Last Friday when Governor Wolf granted Terrance Williams a reprieve and imposed a moratorium on the death penalty in the Commonwealth I, like many, was extremely disappointed and saddened by his executive action. Mr. Wolf was elected as governor of this great Commonwealth and was thus entrusted with executing the law; a governor’s authority rests in enforcing the law, and it is not the duty of his office to substitute his judgment for that of the other two branches of government. Whether Governor Wolf likes it or not, our law provides for the execution of individuals convicted of homicide when certain aggravating factors, like the killing of children, senior citizens and police officers occur. I find it very troubling when elected executive officials in this Commonwealth substitute their judgment for that of the law.
Governor Wolf, in justifying his decision to grant this moratorium, relied heavily on a bipartisan Pennsylvania Task Force and Advisory Commission created by the Senate, entrusted with conducting a study of the effectiveness of capital punishment in Pennsylvania and reporting its findings back to the Senate. As a member of the Senate and the Vice Chairman of the Joint State Government Commission, the advisory commission responsible for administering this task force, I am in a unique position to know what this committee was entrusted to accomplish. I can say unequivocally that the intent of the death penalty group was not to be an excuse or tool for our governor to ignore current law. In my opinion, Governor Wolf, by granting this moratorium, is improperly holding our law hostage to a mere advisory group, the same group which has already been questioned by some as to whether it is unfairly skewed towards death penalty opponents. When the Senate passed the resolution authorizing this advisory group, the intent was not to mandate that its recommendations be reviewed and implemented as a precedent for following our duly enacted laws. Indeed, in the past the Joint State Government Commission has produced some very important work but their recommendations and findings are not binding on the legislature. In my opinion, making them binding would be an unacceptable delegation of power.

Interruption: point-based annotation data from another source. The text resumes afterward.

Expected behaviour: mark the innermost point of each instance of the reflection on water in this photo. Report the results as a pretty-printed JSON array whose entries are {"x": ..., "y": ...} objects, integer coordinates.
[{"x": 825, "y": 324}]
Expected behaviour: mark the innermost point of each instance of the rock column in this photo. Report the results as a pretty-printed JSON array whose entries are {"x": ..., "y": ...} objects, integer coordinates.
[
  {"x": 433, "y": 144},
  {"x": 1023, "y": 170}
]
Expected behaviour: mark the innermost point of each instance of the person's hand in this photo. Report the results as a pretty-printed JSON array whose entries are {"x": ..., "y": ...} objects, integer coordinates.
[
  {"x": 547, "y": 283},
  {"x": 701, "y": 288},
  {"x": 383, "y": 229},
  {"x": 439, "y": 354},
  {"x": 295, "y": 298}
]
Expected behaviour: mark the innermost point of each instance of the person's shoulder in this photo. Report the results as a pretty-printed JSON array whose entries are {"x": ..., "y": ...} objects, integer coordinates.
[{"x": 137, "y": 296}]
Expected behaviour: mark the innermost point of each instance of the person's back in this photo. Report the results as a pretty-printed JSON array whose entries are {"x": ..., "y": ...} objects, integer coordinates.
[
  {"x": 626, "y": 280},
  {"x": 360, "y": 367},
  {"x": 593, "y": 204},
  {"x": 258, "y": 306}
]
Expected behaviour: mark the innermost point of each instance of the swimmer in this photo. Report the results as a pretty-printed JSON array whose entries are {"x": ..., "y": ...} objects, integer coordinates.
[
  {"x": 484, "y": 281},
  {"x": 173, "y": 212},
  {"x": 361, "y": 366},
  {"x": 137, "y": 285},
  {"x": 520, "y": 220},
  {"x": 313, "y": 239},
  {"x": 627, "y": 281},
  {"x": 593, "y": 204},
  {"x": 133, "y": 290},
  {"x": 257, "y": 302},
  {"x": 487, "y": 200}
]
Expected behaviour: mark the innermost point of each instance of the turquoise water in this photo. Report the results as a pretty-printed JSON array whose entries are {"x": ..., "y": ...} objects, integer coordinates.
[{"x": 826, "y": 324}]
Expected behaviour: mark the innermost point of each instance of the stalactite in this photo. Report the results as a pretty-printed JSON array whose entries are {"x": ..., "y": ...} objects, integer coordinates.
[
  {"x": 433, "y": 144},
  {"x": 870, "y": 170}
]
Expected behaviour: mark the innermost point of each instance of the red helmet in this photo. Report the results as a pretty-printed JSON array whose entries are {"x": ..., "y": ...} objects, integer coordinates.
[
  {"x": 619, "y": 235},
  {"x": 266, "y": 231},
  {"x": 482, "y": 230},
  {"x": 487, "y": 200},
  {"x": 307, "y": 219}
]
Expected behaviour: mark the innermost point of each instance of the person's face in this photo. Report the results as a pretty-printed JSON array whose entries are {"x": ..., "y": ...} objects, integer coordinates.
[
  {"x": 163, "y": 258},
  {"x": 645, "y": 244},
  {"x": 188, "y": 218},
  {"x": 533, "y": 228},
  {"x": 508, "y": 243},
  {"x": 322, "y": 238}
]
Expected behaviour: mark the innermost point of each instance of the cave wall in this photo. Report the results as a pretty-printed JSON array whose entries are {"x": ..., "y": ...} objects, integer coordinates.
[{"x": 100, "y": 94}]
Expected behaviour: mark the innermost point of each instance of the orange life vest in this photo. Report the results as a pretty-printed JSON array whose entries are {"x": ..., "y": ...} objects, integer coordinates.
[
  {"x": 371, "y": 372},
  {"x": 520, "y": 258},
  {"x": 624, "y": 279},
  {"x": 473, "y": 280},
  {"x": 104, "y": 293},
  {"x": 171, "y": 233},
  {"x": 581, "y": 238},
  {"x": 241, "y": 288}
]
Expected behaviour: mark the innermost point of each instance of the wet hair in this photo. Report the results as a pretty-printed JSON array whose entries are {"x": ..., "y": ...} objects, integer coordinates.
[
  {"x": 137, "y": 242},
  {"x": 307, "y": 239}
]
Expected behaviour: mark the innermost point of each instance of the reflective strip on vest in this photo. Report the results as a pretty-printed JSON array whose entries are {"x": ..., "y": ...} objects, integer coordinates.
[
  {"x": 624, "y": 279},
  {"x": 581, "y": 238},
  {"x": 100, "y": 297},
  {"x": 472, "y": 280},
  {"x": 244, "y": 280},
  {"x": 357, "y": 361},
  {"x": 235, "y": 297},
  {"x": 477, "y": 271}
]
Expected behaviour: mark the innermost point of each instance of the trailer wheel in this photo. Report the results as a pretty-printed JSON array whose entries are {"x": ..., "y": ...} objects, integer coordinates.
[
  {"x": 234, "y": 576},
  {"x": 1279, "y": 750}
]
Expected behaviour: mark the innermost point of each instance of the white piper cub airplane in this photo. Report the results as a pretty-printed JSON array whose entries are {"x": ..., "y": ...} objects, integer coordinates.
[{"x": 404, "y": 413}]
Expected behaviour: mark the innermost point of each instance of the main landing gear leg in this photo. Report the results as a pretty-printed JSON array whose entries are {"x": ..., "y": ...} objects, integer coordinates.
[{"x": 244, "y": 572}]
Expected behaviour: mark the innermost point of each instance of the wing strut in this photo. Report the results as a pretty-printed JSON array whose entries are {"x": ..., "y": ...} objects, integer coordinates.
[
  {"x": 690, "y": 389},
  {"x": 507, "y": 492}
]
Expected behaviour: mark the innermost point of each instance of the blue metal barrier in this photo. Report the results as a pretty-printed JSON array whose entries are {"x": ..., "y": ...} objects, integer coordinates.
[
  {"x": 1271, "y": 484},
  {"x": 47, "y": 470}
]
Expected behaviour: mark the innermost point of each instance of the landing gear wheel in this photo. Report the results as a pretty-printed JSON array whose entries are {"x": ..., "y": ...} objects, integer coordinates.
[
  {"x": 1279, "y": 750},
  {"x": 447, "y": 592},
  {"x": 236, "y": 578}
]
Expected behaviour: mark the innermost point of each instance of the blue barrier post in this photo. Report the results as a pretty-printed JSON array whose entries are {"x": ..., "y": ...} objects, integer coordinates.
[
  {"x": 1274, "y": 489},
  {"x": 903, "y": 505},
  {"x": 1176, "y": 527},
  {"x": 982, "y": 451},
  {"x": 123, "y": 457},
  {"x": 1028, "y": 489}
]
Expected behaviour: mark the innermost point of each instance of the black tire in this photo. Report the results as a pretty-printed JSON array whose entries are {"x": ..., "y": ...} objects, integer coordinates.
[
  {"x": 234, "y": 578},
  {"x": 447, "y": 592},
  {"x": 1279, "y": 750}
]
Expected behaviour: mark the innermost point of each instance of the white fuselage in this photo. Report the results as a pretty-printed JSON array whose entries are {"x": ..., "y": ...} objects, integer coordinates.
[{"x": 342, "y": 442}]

Governor Wolf made a political decision to protect the worst of the worst in our society and did so at the expense of the families of the victims of these heinous crimes. This was the result of a single stroke of the pen as opposed to the accepted principles of democracy, the voice of the people expressed through our jury system, and in my opinion, is contrary to our current legislation and judicial jurisprudence. The governor may oppose the death penalty but this is far too important of a decision to rest with one person. This is a matter that should be discussed and debated with the legislature in a public fashion so that the will and opinions of the people can be expressed.